Hack 15. Search for Keywords Without LIKE

You can do a simple keyword search using the LIKE operator. Unfortunately, this can be slow. Fortunately, an efficient keyword search is available in many systems.

Often you must store large chunks of text in a table. For example, suppose you have a table called story, which contains the author of a story and the story itself:

CREATE TABLE story (
 author varchar(100),
 body varchar(1000)
);
INSERT INTO story (author,body) VALUES('Atzeni'
 ,'Many database systems, through the use of SQL,↵
 are wonderful at collating...');
INSERT INTO story (author,body) VALUES('Adams'
 ,'The definitions involved in understanding SQL databases are big.↵
 You may have thought the distance from your chair to the fridge↵
 was big, but that''s peanuts compared to standard definitions.');
INSERT INTO story (author,body) VALUES('Russell and Cumming'↵
 ,'Often you must store large chunks of text in a table.');

If you wanted to find out which body has the phrase "database system" in it, you could do the following:

SELECT author FROM story
 WHERE body LIKE '%database system%'

This accurately returns matches where the exact match is found. However, for some text searches, partial matches would also be useful, as well as common roots (such as "system" and "systems") and result weighting (a higher score for "database system" than for "the database used a system").

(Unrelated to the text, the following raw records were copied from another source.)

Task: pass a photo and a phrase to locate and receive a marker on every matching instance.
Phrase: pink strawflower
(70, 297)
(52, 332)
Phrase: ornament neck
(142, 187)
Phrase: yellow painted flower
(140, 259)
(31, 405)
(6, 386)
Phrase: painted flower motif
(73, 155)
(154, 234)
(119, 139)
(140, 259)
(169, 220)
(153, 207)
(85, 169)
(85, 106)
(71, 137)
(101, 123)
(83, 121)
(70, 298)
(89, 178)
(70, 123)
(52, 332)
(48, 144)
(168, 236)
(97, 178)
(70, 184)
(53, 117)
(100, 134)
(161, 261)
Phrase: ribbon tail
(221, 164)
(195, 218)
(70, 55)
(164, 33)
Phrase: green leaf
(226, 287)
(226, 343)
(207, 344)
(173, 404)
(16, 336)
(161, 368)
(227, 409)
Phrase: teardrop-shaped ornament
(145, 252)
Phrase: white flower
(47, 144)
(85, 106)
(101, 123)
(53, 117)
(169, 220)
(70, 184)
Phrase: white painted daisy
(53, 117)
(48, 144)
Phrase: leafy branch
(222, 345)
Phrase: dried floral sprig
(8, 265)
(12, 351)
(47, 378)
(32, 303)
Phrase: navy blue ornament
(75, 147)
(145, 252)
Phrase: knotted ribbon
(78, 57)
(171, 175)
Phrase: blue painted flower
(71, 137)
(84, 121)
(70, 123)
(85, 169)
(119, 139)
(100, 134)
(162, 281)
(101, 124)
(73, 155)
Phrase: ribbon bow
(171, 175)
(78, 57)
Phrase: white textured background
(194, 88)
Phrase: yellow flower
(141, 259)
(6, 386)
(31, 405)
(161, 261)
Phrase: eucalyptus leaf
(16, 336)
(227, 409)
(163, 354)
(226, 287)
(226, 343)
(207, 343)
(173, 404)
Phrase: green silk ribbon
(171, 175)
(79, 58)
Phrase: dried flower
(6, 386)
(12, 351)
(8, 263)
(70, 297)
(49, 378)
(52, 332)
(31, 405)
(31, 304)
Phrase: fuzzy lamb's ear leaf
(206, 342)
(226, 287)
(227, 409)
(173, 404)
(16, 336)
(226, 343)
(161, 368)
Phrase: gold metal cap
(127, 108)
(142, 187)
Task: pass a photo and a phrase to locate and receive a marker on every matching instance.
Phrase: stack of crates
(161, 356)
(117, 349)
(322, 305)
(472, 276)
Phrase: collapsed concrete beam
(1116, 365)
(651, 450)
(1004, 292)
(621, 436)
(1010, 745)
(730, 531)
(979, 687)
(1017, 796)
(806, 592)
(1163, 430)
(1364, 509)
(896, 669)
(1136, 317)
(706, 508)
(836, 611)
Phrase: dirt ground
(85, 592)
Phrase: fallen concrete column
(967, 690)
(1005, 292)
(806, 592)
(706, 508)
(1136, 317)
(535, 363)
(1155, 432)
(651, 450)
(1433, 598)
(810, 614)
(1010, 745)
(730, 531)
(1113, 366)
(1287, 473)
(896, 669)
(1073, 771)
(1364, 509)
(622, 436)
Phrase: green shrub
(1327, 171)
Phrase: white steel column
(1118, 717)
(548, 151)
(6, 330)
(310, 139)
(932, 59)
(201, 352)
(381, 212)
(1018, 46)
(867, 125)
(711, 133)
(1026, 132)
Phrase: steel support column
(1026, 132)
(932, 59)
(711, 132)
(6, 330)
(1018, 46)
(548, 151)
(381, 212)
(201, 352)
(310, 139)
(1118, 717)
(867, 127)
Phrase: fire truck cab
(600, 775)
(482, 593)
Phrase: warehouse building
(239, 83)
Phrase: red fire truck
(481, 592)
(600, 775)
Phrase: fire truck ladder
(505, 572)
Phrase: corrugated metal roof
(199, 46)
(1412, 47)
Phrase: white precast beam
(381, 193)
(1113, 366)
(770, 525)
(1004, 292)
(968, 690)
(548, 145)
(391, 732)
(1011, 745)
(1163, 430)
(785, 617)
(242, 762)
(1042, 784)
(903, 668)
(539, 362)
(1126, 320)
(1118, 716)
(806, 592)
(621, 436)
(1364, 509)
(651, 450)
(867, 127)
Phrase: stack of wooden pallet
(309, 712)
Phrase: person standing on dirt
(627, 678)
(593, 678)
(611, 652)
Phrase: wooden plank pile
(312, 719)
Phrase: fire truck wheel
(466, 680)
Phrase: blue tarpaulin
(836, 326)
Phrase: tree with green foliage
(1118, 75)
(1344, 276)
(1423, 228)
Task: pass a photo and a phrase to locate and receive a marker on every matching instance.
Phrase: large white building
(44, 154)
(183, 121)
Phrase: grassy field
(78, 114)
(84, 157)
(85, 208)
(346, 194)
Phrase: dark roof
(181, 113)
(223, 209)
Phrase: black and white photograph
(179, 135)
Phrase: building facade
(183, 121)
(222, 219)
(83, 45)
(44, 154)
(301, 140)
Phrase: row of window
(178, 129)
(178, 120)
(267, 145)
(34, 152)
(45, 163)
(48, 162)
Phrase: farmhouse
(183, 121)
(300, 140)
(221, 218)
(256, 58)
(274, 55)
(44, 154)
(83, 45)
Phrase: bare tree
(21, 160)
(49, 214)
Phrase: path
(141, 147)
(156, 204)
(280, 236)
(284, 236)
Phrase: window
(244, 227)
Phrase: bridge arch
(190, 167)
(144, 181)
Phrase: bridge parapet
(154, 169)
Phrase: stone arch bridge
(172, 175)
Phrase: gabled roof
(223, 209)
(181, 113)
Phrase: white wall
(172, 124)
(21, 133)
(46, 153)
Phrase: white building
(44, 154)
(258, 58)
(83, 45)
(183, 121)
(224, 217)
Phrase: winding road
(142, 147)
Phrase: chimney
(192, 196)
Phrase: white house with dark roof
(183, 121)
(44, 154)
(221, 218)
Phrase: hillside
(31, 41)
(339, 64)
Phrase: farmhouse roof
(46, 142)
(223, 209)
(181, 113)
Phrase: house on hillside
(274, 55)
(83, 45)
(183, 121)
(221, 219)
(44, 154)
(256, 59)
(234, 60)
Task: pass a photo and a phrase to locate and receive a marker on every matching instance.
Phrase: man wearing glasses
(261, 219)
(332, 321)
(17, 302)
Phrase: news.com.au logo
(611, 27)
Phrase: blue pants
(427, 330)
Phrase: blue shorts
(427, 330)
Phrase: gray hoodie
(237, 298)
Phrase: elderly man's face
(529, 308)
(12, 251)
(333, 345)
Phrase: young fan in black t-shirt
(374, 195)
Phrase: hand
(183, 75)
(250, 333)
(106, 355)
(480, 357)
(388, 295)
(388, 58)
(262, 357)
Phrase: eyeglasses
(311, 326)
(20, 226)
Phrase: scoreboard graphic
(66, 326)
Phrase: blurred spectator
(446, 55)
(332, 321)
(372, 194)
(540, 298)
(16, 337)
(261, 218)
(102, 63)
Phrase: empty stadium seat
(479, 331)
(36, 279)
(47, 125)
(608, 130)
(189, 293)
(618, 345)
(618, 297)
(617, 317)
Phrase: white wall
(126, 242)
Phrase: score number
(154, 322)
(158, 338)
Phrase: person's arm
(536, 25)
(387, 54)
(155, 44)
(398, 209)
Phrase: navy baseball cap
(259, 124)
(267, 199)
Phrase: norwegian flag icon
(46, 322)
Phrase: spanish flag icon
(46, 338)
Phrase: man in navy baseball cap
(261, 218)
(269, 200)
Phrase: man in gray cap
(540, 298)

In Oracle, the LIKE operator is case sensitive. If you want to do a case-insensitive search you can force the value into lowercase:

SELECT author FROM story WHERE LOWER(body) LIKE '%database system%'

The LIKE clause forces the database system to do a linear scan of the text fields in order to find the words of interest, and therefore performance will be slow. What you really need is an index on the words in these text strings. The FULLTEXT construct supports this type of indexing. It has other advantages as well: it can use a natural language engine to aid the matching algorithm, and it can return the quality of the match (rather than just trUE or FALSE).

3.1.1. MySQL

In order to do a FULLTEXT pattern match, you must first create a FULLTEXT index:

ALTER TABLE story ADD FULLTEXT(body);

Now that the index is created, you can perform the query:

SELECT author FROM story
WHERE MATCH (body) AGAINST ('database systems');

MATCH returns a floating-point number, where 0.0 is irrelevant and higher numbers indicate an increasingly better match quality. You can specify the match quality in the SELECT line:

mysql> SELECT author, MATCH (body) AGAINST ('database systems')
 -> FROM story
 -> ORDER BY 2 DESC;
+---------------------+-------------------------------------------+
| author | MATCH (body) AGAINST ('database systems') |
+---------------------+-------------------------------------------+
| Atzeni | 1.3253291845322 |
| Adams | 0 |
| Russell and Cumming | 0 |
+---------------------+-------------------------------------------+

By default, words are not indexed unless they are at least four characters long, are composed of characters from only a particular range, and are not too popular (popular words are those that appear in more than 50 percent of the rows). Also, query elements using "filler words" are silently ignored. All of these limits are administrator configurable (see http://dev.mysql.com/doc/refman/5.1/en/fulltext-fine-tuning.html).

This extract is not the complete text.